Materials and methods
Almonds
Food-grade natural raw almonds, the NA sample (Prunus dulcis Miller D.A. Webb; variety Nonpareil) used in the present study were produced by Hughson Nut and kindly provided by the Almond Board of California. The almonds were roasted (RA sample) by the Almond Board of California following a standardised method of hot air (dry) roasting (150°C for 15 min). The almonds were stored at 4°C until required.
Chemicals and enzymes
Egg l-α-phosphatidylcholine (lecithin grade 1, 99 % purity) was obtained from Lipid Products. Porcine gastric mucosa pepsin (activity 3300 units/mg protein), bovine α-chymotrypsin (activity 40 units/mg protein using N-benzoyl-L-tyrosine ethyl ester (BTEE) as the substrate), pancreatic α-amylase (activity 10 units/mg solid using starch as the substrate) and porcine trypsin (activity 13 800 units/mg protein using Nα-benzoyl-L-arginine ethyl ester (BAEE) as the substrate) were obtained from Sigma-Aldrich Chemical Company. One unit of pepsin is defined as the amount to produce a ΔA 280 of 0·001 per min at pH 2·0 at 37°C, measured as TCA-soluble products using Hb as the substrate. One unit of α-chymotrypsin hydrolyses 1·0 μmol BTEE/min at pH 7·8 at 25°C. One unit of pancreatic α-amylase liberates 1·0 mg maltose from starch in 3 min at pH 6·9 at 20°C. One unit of BAEE is defined as the amount to produce a ΔA 253 of 0·001 per min at pH 7·6 (25°C) using BAEE as the substrate.
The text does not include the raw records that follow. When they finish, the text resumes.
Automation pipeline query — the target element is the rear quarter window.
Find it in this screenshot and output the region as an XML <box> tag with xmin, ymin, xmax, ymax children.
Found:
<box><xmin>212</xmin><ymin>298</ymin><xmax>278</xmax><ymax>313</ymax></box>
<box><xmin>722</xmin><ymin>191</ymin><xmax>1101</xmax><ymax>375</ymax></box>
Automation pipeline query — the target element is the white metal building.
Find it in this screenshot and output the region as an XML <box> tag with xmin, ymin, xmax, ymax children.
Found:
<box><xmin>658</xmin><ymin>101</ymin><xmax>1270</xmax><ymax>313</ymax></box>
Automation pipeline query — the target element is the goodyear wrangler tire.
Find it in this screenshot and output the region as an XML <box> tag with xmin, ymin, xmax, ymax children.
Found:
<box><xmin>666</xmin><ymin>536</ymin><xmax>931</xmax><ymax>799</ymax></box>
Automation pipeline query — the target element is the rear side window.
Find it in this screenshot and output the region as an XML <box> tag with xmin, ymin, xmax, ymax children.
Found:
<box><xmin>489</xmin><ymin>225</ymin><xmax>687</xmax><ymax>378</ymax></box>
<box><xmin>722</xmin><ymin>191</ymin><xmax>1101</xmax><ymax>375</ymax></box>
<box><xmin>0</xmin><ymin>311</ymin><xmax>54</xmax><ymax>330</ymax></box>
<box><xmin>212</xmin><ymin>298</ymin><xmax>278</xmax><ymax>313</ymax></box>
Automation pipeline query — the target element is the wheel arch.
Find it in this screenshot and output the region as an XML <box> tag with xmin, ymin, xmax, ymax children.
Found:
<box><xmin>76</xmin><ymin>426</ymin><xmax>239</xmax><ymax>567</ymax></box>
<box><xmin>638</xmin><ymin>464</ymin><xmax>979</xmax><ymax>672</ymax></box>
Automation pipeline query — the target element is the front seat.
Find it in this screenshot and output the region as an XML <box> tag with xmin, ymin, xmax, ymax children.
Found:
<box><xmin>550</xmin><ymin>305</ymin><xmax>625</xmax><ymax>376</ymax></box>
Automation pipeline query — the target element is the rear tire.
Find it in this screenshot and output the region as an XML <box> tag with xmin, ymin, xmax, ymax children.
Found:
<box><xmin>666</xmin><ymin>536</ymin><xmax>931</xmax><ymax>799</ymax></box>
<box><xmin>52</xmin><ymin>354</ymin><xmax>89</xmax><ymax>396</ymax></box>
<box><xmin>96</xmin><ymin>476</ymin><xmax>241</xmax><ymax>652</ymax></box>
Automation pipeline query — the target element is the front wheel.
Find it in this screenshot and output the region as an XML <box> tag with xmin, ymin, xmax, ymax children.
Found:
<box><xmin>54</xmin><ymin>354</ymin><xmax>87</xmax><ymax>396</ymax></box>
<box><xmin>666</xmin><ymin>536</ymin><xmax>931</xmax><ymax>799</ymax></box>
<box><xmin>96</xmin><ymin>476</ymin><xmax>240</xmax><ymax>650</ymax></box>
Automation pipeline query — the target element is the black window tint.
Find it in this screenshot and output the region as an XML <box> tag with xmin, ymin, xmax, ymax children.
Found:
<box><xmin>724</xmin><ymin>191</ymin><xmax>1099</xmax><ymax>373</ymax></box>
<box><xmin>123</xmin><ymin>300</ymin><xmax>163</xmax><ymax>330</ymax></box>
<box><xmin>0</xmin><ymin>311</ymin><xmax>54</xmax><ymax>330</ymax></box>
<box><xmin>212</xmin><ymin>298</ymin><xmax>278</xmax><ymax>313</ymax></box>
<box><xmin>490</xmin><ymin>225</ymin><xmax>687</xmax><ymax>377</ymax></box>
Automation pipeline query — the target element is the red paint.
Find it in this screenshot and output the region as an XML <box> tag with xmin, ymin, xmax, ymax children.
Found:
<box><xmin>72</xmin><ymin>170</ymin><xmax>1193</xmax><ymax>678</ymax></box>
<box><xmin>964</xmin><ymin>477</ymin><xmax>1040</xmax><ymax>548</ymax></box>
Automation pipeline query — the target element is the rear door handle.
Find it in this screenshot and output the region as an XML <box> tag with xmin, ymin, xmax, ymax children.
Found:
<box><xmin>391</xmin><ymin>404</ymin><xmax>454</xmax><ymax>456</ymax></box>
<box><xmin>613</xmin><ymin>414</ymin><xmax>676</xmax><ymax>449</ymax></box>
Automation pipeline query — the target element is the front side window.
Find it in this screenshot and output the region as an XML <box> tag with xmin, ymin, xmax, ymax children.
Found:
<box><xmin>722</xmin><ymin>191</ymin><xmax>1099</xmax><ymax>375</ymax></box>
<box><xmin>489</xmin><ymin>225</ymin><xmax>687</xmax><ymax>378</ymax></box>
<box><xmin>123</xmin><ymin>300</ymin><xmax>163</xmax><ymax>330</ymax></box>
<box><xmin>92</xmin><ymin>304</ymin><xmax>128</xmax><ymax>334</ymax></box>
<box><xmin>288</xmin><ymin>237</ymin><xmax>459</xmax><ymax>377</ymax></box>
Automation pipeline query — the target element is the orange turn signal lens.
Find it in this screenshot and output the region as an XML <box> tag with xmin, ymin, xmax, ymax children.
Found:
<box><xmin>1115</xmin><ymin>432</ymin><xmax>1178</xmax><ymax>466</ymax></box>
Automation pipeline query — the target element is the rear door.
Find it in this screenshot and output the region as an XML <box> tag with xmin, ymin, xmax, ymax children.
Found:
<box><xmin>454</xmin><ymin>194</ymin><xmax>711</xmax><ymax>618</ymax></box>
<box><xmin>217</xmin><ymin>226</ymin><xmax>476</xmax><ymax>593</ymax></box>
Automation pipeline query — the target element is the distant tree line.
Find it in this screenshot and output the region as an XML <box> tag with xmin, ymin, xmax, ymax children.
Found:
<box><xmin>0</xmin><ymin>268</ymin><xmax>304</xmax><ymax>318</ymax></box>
Lipase for the gastric phase of digestion was a gastric lipase analogue of fungal origin (F-AP15, activity >150 units/mg) obtained from Amano Enzyme, Inc. One unit of activity is defined as the amount of enzyme that liberates the equivalent of 1 μmol fatty acid/min from a substrate emulsion of olive oil at pH 7·0. Porcine pancreatic lipase (activity 25 600 units/mg protein), porcine colipase and bile salts were obtained from Sigma-Aldrich. One unit of porcine pancreatic lipase hydrolyses 1·0 microequivalent of fatty acid from a TAG in 1 h at pH 7·7 at 37°C using olive oil.
Almond mastication method
A total of four healthy adults (two females, two males) participated in the mastication stage (mean age 22·0 (sem 1·4) years and BMI 24·2 (sem 3·3) kg/m2). Exclusion criteria included the following: allergy to almonds or related allergens (other tree nuts, celery, pears, apples, cherries, peaches and parsley); incomplete dentition, other than unerupted wisdom teeth; any dental treatment in the last 3 months, except check-ups; current infectious disease.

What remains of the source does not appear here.